The Western official says that the separatist leadership in South Ossetia's capital Tshinkvali is "genuinely afraid" an attack is imminent.
But other experts have said that Georgia wouldn't risk an armed conflict as it would put an end to the country's bid to join NATO and the EU.
Prime Minister Noghaideli says the situation in South Ossetia is complex. "Inside the conflict zone it is like a chess board, there is a Georgian village, Ossetian village, Georgian village again, so everything is mixed up. And in the case of villages even it is not like that [there are] purely ethnically Georgian villages and purely ethnically Ossetian villages. It's not like that, there are mixed-up populations in territories [controlled by both sides], so we are talking of a very complex and difficult situation," Noghaideli says.
The November 12 independence referendum in South Ossetia has been followed in the official’s words, by a "political vacuum." He says South Ossetia now effectively has "four presidents" -- Saakashvili, the separatist Eduard Kokoity, local Georgian-backed rival Dmitry Sanakoyev, and, inevitably, Russia's Vladimir Putin.
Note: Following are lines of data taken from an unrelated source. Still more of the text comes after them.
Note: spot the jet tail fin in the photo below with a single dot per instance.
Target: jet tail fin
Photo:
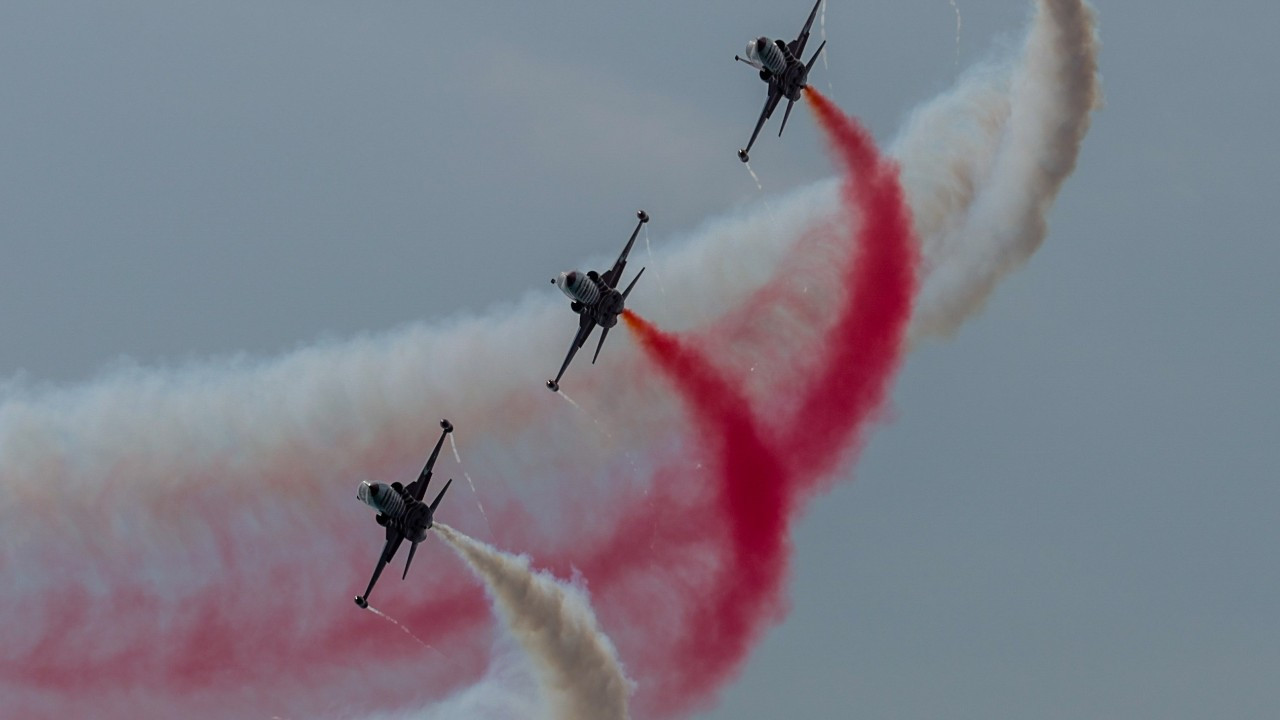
(412, 548)
(437, 501)
(634, 281)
But the Western official notes that much of the region's reputed allegiance to Russia is pragmatic, rather than political. He says the locals' preference for Russian passports is mostly explained by access to Russian pensions and social security payments -- both considerably higher than in Georgia.
Georgian passport holders are currently also unable to travel in Russia, as Moscow denies them visas. Travel in Russia is for many an essential source of income through small-scale smuggling.
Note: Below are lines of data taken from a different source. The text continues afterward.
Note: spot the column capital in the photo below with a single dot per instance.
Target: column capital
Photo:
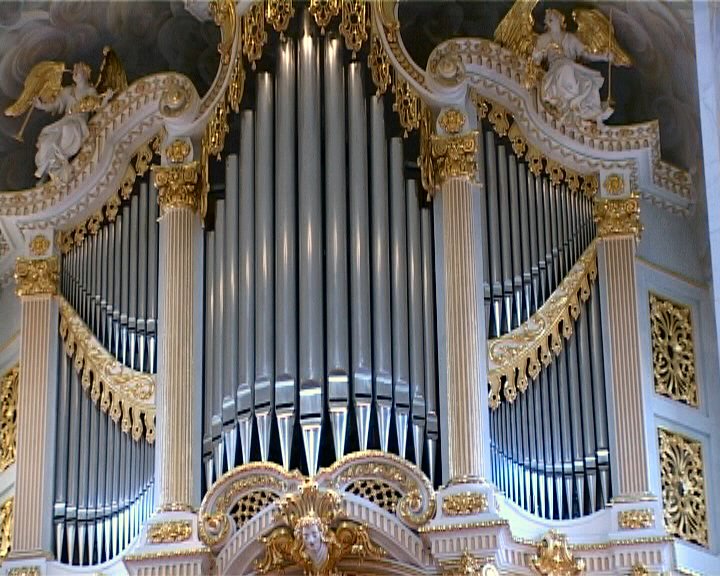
(36, 276)
(618, 216)
(179, 186)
Russia, in turn, does not treat Tshinkvali overly kindly. Having banned Georgian imports, it now also rejects South Ossetian agricultural produce.
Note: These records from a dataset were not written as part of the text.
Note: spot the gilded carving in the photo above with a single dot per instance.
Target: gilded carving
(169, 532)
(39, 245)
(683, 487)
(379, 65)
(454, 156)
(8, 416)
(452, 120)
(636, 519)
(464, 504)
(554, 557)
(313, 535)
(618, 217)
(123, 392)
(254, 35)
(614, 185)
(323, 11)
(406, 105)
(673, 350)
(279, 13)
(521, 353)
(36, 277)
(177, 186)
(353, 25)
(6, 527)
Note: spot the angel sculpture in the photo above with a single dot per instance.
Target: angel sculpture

In Georgia's other frozen conflict, Abkhazia, the situation has also become more tense in recent months with the appearance of a Tbilisi-backed alternative government in a Georgian-controlled part of the region. The alternative government is backed by Georgian troops. Unlike South Ossetia, Abkhazia does not want to join Russia, but is angling for independence.
To resolve either conflict, Georgia needs Russian cooperation. But that increasingly looks less and less likely.
Noghaideli says the Georgian leadership is convinced Moscow is trying to do more than just stoke separatist tension. He says Russia has "never hidden they want regime change in Georgia": "Regime change could only happen here through possible violence. [But], actually I would say it is impossible. That [is the] attempts [are there], but it is not possible."
Georgia is not entirely without leverage. In a recent move, Tbilisi threatened to block Russia's bid to join the World Trade Organization (WTO), demanding control of the separatist regions' borders with Russia.
Tbilisi is trying to force Russia to honor a 2004 agreement, which says the conflicts are an internal Georgian matter.